C’est donc cette intensité qui permet de les distinguer ?
Oui, ainsi que le moment où la dépression va émerger. La personne qui fait une dépression hivernale la fera au moment de l’hiver, le changement d’heure jouant un rôle important. C’est une période où il y a une modification du rythme circadien.
Pourquoi le soleil influe-t-il sur notre état de santé mentale ?
C’est plus précisément l’exposition à la lumière du jour qui est très importante. Cette exposition influe positivement sur notre état parce que le soleil, par la lumière qu’il apporte, joue un rôle important sur l’humeur. J’ai envie de dire que “la lumière, ça éclaire notre vie”.
Quels sont les avantages de la psychothérapie ?
Avant même d’avoir recours à n’importe quelle thérapie, il faut déjà être dans la prévention. Faire de l’exercice physique, passer du temps à l’extérieur ou apprendre à gérer le stress sont autant de solutions de prévention. Il existe également des applications comme App-Connect qui permettent d’avoir des petits conseils, de ne pas se sentir seul et de pouvoir échanger de manière anonyme. Si le mal être persiste, on peut se tourner vers la psychothérapie. Les avantages de la thérapie, c’est qu’on essaie de cerner les problématiques et on tente d’apporter des solutions en s’adaptant à la personne que nous avons en face de nous. On essaie de voir avec elle ce qu’elle a la capacité de faire en fonction de la situation dans laquelle elle se trouve. Puis, on tente de voir s’il n’y a pas des problèmes connexes qui peuvent surgir derrière une dépression hivernale.
Quels sont les signes à surveiller et les moyens de proposer de l’aide ?
La première chose qu’on peut remarquer en tant que proche, c’est s’il y a un changement d’humeur, si on sent la personne moins réactive, plus irritable, plus stressée,… par rapport à des choses sur lesquelles elle n’est pas d’habitude. L’idée c’est d’être présent et à l’écoute. Il faut laisser la personne être actrice, ne pas lui imposer mais lui proposer.

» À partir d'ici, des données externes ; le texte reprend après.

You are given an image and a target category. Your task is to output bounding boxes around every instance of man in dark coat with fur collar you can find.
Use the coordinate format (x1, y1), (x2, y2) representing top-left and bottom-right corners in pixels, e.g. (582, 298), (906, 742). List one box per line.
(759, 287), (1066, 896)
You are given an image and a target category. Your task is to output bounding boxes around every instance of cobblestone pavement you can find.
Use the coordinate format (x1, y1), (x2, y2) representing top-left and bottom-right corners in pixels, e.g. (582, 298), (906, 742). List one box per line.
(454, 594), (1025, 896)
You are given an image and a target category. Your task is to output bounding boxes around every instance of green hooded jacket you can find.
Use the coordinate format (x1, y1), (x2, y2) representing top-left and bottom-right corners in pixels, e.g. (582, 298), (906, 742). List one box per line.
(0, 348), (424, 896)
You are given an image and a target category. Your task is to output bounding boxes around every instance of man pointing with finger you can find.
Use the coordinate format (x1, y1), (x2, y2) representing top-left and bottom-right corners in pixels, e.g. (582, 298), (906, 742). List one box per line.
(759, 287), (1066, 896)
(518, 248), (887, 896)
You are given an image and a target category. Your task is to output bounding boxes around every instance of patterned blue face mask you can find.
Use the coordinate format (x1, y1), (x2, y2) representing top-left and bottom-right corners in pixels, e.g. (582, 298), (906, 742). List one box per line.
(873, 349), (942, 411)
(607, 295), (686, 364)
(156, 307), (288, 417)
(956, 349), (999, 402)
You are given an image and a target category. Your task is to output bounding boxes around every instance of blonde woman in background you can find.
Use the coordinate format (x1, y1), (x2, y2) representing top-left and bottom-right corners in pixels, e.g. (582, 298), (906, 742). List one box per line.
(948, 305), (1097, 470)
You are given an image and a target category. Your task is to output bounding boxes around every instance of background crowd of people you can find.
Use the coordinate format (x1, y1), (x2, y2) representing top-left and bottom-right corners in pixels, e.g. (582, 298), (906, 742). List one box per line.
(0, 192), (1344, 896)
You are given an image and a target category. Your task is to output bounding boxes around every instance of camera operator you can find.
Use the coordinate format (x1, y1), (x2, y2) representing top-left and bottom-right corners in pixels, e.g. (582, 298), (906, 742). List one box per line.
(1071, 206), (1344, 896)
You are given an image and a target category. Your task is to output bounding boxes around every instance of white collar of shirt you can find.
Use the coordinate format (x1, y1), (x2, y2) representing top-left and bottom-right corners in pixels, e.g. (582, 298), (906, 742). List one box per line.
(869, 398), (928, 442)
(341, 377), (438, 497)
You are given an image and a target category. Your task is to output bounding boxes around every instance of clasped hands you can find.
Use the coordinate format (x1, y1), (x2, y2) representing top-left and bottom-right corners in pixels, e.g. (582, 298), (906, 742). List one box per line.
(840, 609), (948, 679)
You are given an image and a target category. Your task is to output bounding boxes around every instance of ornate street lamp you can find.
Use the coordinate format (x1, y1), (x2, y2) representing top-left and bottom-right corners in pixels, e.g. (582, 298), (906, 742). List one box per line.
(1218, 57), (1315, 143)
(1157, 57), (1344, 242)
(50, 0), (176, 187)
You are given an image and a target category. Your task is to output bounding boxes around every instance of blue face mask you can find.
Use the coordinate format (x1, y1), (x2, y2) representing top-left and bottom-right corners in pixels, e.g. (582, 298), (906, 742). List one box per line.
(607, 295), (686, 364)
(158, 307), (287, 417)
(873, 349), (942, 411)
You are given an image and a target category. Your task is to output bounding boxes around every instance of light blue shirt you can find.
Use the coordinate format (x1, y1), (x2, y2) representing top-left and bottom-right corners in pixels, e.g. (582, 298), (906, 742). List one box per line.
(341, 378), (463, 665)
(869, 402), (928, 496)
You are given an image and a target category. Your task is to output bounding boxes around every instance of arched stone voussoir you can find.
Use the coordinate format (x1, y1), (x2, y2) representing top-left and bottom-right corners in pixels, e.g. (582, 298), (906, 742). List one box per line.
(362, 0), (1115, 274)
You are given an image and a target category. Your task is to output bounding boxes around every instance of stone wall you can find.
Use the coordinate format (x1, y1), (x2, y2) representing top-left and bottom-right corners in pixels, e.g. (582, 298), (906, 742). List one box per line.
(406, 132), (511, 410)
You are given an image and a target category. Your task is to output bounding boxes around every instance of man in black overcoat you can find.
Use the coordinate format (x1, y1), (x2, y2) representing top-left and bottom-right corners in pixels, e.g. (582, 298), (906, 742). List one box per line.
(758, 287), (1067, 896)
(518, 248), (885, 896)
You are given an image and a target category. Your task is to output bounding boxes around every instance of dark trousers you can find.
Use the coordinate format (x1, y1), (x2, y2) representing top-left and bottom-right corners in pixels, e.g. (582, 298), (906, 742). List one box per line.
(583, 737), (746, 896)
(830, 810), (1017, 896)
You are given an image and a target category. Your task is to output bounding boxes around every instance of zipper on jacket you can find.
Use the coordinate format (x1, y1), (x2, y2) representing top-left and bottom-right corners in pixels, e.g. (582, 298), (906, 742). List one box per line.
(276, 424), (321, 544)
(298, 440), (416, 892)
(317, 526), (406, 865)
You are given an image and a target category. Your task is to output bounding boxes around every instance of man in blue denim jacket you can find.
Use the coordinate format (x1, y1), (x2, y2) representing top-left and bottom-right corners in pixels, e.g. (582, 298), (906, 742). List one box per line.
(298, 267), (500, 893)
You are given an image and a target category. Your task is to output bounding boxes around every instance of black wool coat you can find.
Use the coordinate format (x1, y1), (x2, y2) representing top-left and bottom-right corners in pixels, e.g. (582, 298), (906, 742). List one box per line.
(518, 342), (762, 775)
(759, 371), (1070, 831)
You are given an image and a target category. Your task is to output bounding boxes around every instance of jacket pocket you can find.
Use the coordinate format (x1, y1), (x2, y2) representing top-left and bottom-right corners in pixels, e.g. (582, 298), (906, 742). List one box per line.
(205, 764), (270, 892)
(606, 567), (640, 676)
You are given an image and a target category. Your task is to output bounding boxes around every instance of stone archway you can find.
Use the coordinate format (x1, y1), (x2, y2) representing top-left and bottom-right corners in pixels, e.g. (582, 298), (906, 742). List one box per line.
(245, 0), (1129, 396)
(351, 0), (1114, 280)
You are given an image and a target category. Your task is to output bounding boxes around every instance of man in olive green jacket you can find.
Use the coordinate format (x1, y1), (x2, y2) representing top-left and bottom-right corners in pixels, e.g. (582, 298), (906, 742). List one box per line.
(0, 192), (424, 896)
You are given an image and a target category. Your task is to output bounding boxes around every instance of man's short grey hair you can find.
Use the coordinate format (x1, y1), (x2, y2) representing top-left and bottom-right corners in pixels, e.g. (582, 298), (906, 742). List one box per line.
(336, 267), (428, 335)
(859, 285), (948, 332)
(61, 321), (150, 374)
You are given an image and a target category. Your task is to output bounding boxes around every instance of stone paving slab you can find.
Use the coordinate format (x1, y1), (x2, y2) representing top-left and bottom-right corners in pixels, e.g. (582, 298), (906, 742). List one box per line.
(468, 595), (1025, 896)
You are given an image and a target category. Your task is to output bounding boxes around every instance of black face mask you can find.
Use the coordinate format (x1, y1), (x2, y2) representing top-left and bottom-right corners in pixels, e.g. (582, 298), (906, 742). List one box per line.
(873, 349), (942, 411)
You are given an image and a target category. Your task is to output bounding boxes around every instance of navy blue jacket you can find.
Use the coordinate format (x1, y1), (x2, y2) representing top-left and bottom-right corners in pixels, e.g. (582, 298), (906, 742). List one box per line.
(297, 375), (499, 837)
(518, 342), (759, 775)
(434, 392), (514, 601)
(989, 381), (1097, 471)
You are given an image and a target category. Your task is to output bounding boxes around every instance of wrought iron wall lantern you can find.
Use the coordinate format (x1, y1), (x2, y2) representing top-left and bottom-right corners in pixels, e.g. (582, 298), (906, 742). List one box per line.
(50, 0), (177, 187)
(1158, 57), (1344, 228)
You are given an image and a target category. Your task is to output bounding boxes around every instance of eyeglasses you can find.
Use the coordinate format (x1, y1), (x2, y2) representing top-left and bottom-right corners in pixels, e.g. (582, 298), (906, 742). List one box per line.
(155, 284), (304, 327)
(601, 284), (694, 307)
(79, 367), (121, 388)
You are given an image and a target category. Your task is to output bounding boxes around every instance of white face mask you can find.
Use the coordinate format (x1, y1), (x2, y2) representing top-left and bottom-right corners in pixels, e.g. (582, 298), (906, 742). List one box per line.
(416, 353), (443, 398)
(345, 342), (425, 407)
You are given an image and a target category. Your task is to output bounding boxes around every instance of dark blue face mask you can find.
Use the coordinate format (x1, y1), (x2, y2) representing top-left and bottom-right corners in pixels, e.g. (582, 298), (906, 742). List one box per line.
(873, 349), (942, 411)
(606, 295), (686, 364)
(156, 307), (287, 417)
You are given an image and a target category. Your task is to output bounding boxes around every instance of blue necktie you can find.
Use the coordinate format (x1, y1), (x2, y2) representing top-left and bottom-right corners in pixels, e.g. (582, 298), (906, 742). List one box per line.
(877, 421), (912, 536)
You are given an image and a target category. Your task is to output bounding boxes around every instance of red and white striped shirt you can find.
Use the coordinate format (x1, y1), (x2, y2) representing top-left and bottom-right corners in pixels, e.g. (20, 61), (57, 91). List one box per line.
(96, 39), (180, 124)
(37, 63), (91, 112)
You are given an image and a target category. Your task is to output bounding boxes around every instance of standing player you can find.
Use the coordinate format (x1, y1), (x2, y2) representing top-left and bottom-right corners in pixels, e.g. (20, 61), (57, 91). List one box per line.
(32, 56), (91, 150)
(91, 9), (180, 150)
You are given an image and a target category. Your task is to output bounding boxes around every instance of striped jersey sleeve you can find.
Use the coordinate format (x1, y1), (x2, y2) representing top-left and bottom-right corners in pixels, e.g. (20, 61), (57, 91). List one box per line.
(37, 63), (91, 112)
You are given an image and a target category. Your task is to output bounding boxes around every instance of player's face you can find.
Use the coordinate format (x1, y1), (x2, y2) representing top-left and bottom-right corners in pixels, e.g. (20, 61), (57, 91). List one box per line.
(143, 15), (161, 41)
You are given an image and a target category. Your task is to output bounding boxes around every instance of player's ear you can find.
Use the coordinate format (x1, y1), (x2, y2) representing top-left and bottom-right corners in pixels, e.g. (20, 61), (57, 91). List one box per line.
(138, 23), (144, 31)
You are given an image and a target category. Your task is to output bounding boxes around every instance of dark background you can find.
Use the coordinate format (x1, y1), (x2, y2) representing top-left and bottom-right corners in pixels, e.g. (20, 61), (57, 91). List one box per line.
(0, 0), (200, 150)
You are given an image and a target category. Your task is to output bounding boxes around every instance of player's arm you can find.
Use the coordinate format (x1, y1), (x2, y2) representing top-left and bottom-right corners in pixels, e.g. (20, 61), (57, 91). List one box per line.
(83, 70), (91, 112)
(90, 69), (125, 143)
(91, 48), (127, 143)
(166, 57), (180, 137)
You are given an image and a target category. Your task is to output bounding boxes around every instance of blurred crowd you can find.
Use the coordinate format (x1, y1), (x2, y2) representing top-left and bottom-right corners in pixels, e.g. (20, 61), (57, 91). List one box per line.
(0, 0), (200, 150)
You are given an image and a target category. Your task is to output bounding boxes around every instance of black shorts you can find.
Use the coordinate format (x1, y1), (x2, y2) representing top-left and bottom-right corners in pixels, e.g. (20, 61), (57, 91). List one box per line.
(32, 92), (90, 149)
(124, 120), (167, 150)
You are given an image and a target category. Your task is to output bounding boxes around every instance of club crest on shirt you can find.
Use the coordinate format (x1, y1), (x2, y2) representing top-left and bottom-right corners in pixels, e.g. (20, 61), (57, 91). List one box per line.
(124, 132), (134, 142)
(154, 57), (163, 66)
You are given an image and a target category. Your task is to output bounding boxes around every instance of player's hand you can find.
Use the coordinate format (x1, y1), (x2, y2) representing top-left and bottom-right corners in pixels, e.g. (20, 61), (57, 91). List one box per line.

Comment améliorer la qualité de notre sommeil ?
De différentes manières possibles. Le fait de sortir régulièrement et de faire des activités à l’extérieur est indispensable car cela remet le corps en mouvement, ce qui est bénéfique pour le sommeil. Les pratiques comme la méditation, la relaxation, la sophrologie ou ne serait-ce que des exercices basiques de respiration ventrale peuvent avoir une influence directe sur le sommeil. Quand je respire avec ce que j’appelle « la respiration du nourrisson », mes poumons emmagasinent beaucoup plus d’oxygène et je suis donc plus détendu. Cela peut également consister en des exercices de visualisation, c’est-à-dire se projeter dans un endroit que l’on imagine et que l’on aime bien et le percevoir avec les différents organes des sens. Toutes ces choses ne vont pas forcément augmenter la quantité de sommeil mais elles vont en améliorer la qualité, et c’est là-dessus qu’il faut insister. Si vous dormez six ou dix heures mais que vous dormez mal, cela ne change rien. L’objectif est de bien dormir et d’être reposé quand vous vous levez.
Comment sensibiliser davantage le public à la dépression hivernale pendant les mois d’hiver ?
Le meilleur moyen de sensibiliser est d’en parler. La dépression hivernale n’est pas une fatalité et il y a toujours une solution à trouver.